二階の戦闘に加勢した私は、たくさんの人と戦い、たくさんの人を倒しました。

 

驚くほど簡単に倒せてしまいました。


 アストラルさんとの修練は想像以上の効果でした。相手が《蒸気銃》を扱おうと、戦闘に慣れていないのかひどく緩慢な動きだったのです。撃つ前に槍で無力化できたので、ほぼ無傷で殲滅できました。笑ってしまうほど楽な戦闘でした。


 まだ殺す覚悟がなくてとどめは差せませんでしたが、戦場で救護されるはずもなく、結局はみんな死んでしまいました。


 紅白の槍は黒ずんだ血で汚れ、既に凝固しています。強くなるとは、こういうことなのです。


 非現実的すぎて実感がありません。


 私はもう、この道を進むしかないのでしょう。


 でも。


 とはいえ。



 今日くらいは、まだ、子供部屋で立ち止まってもいいですよね。


 明日になったら出て行きますから。仕事の責任を果たす大人として、ちゃんと立って歩きますから。

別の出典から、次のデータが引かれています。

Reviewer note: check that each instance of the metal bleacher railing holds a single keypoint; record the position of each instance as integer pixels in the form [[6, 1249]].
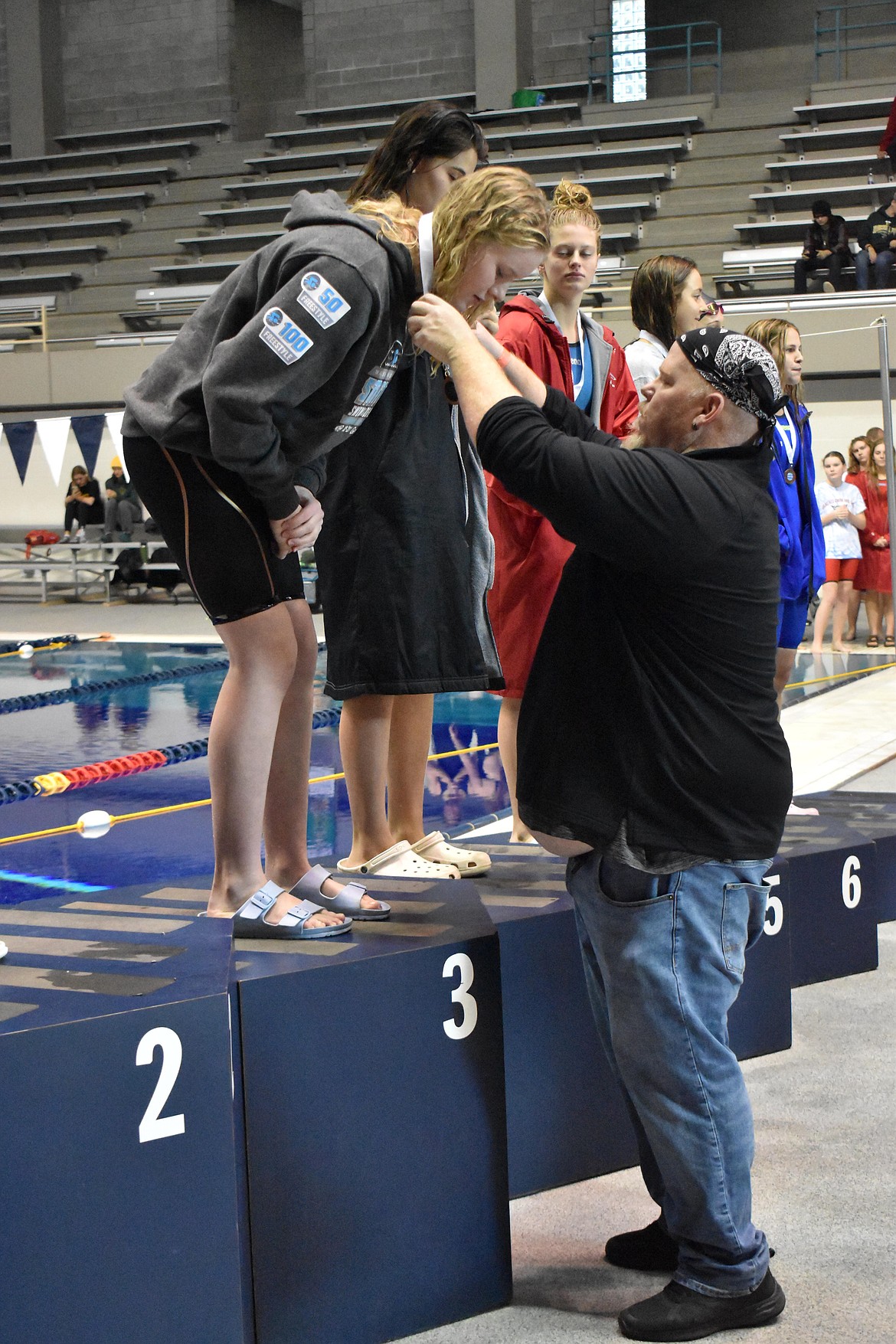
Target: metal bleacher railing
[[844, 28], [682, 46]]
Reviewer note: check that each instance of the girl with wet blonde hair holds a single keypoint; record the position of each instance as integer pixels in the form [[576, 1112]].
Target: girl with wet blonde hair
[[404, 551], [573, 352]]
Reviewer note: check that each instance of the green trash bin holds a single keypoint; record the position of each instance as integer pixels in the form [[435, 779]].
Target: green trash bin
[[528, 98]]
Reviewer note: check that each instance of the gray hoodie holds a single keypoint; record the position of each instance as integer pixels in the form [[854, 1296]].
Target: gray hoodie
[[288, 356]]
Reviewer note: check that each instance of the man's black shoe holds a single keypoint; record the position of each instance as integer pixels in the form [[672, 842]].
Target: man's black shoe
[[650, 1248], [679, 1313]]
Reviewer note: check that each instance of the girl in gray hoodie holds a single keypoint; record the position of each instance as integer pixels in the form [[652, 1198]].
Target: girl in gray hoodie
[[224, 437]]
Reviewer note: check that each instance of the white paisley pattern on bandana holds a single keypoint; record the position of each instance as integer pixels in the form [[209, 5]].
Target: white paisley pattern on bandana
[[737, 366]]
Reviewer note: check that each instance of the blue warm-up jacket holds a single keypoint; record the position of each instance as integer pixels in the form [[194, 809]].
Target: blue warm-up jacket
[[800, 531]]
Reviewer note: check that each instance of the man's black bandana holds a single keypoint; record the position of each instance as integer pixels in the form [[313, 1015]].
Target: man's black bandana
[[737, 366]]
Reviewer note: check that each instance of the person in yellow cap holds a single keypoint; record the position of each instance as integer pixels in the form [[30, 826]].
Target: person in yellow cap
[[123, 505]]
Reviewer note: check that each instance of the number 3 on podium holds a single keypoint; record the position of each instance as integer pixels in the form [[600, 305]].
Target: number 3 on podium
[[463, 996]]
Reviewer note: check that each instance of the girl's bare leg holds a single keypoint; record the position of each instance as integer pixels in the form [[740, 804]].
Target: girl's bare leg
[[286, 803], [508, 721], [822, 616], [841, 610], [365, 742], [240, 747], [409, 746], [872, 607]]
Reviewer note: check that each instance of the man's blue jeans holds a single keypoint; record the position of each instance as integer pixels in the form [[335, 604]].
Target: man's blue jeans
[[664, 961]]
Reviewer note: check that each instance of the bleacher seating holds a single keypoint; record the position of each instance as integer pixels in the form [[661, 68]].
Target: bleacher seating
[[164, 308], [801, 170], [388, 108], [853, 183], [26, 281], [30, 206], [113, 156], [131, 135], [47, 231], [87, 181], [786, 229], [840, 137], [51, 254], [60, 208], [872, 195], [817, 113], [25, 313], [744, 268]]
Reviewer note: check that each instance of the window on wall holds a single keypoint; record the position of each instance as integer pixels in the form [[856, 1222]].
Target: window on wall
[[629, 51]]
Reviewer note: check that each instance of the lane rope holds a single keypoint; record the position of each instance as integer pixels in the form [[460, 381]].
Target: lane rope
[[203, 803], [65, 695]]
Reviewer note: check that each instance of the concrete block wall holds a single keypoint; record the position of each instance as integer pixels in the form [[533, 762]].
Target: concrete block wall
[[377, 49], [561, 37], [155, 60]]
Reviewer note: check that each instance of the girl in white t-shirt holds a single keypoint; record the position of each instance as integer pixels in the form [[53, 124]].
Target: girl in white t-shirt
[[842, 515]]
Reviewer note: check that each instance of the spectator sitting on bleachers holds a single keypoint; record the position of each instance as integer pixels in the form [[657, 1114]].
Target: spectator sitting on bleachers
[[878, 247], [887, 148], [82, 505], [123, 505], [825, 247]]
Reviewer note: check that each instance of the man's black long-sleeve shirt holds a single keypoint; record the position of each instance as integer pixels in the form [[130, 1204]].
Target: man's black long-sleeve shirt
[[650, 701]]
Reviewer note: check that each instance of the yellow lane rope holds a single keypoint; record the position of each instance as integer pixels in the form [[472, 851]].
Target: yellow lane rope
[[836, 676], [203, 803]]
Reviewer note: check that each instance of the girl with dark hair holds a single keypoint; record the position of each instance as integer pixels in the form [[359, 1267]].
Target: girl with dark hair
[[668, 300], [584, 359], [429, 148]]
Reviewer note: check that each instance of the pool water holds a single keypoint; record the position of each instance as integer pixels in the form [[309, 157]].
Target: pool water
[[119, 722]]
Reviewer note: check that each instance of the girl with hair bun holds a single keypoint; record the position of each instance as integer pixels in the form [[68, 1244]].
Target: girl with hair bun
[[584, 359]]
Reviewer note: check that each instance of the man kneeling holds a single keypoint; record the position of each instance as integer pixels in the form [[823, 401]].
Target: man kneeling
[[650, 754]]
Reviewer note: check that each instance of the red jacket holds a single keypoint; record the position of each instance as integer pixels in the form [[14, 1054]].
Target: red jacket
[[528, 554], [525, 329], [890, 133]]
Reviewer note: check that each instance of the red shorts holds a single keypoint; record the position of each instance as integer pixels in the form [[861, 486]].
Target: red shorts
[[839, 570]]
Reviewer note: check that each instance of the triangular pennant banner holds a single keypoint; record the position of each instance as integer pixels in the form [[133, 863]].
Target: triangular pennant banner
[[89, 433], [21, 440], [54, 436], [113, 423]]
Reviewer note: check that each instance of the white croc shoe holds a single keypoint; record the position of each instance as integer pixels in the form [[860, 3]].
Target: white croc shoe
[[401, 861], [469, 863]]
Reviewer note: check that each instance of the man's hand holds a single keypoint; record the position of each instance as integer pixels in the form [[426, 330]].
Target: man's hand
[[300, 528], [438, 329], [489, 319]]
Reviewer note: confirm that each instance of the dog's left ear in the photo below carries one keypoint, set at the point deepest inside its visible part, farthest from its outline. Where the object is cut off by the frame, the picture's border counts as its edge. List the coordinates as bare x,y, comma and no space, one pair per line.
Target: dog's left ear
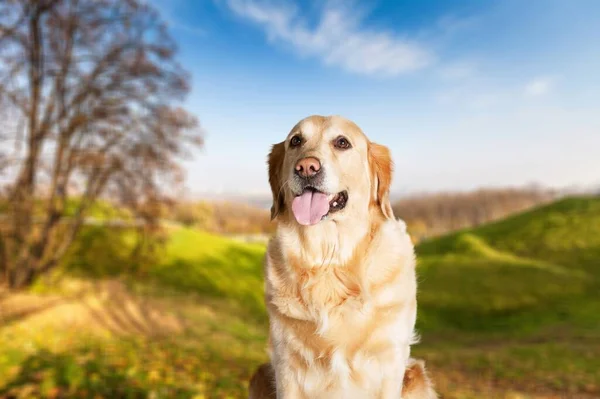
382,166
275,163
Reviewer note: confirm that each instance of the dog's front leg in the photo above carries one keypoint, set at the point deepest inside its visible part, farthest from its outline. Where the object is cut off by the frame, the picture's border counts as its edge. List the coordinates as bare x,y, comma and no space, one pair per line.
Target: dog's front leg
287,386
391,387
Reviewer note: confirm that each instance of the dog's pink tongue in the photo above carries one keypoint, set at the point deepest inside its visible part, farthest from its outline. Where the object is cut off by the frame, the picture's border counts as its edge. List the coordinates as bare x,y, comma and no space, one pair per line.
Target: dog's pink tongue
310,207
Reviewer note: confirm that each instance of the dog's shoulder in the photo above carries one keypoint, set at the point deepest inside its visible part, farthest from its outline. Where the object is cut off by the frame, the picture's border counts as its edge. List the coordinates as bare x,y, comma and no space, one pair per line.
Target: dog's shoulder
391,234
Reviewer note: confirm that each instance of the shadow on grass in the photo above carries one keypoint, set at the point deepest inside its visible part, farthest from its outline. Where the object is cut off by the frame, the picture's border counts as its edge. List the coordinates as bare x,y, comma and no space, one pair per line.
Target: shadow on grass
234,275
191,262
84,373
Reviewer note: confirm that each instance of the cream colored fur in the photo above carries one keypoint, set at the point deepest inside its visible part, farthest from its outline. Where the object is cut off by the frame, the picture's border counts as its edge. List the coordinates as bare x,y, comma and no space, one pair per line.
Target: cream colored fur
341,294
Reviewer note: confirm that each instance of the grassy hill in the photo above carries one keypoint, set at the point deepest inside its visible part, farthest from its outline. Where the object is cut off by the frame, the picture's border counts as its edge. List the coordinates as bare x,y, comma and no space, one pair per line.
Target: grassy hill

壊れてしまったおもちゃたちを。黒く染まったぬいぐるみたちを。空虚になった絵本たちを。


失ったものを悲しむくらいは、いいですよね。


血だまりに手を伸ばし、片手で黒い血をすくいます。粘性が高くどろどろと手から零れていきました。


染まった手のひらを合わせ、膝をつきます。


どうか――あなたの魂が、安らかでありますように――


祈りに意味はなくとも、意義はあるのですから。


と、祈りを捧げていると、アストラルさんが戻ってきました。戦いは終わったのでしょうか。黒の斧を背負い、魂の抜けたような顔でゆっくりと歩いてきました。

 

彼が戻ってくる理由がないので尋ねようとしましたが、寸前でやめました。光のない両の目を見ると胸がきゅっと苦しくなって、口が閉じたのです。


「……疲れた」


 呟きつつ、亡骸の傍までやってきます。私の隣まで来ると糸が切れたように座り込みました。ぼーっと血だまりを見つめています。口をぽかんと開けて、血だまりの向こう側を見ているようでした。



「ちくしょう」



 本当に小さな声でした。呟きですらなく、音になったかすら怪しいほど。


 ですが、傍にいた私の耳にははっきりと聞こえてきました。


 胸の内がかき乱されます。ほんの少し、どうしても割り切れなくて複雑だったアストラルさんへの思いが、ほどけていくようでした。


「がんばりましょうね」


 返事が意外だったのか、アストラルさんの視線が私に向きます。


 じんわりと、涙がにじんでいるようにも見えました。


「がんばっていきましょう。これから、いろんなことを」

「……ああ」


 再びアストラルさんはセラちゃんへと視線を戻します。


 胸元から十字架を取り出して、目をつむりました。私ももう一度手を組んで目を閉ざします。


 この世が地獄だというならば。


 どうか、向こう側で、幸いがありますように。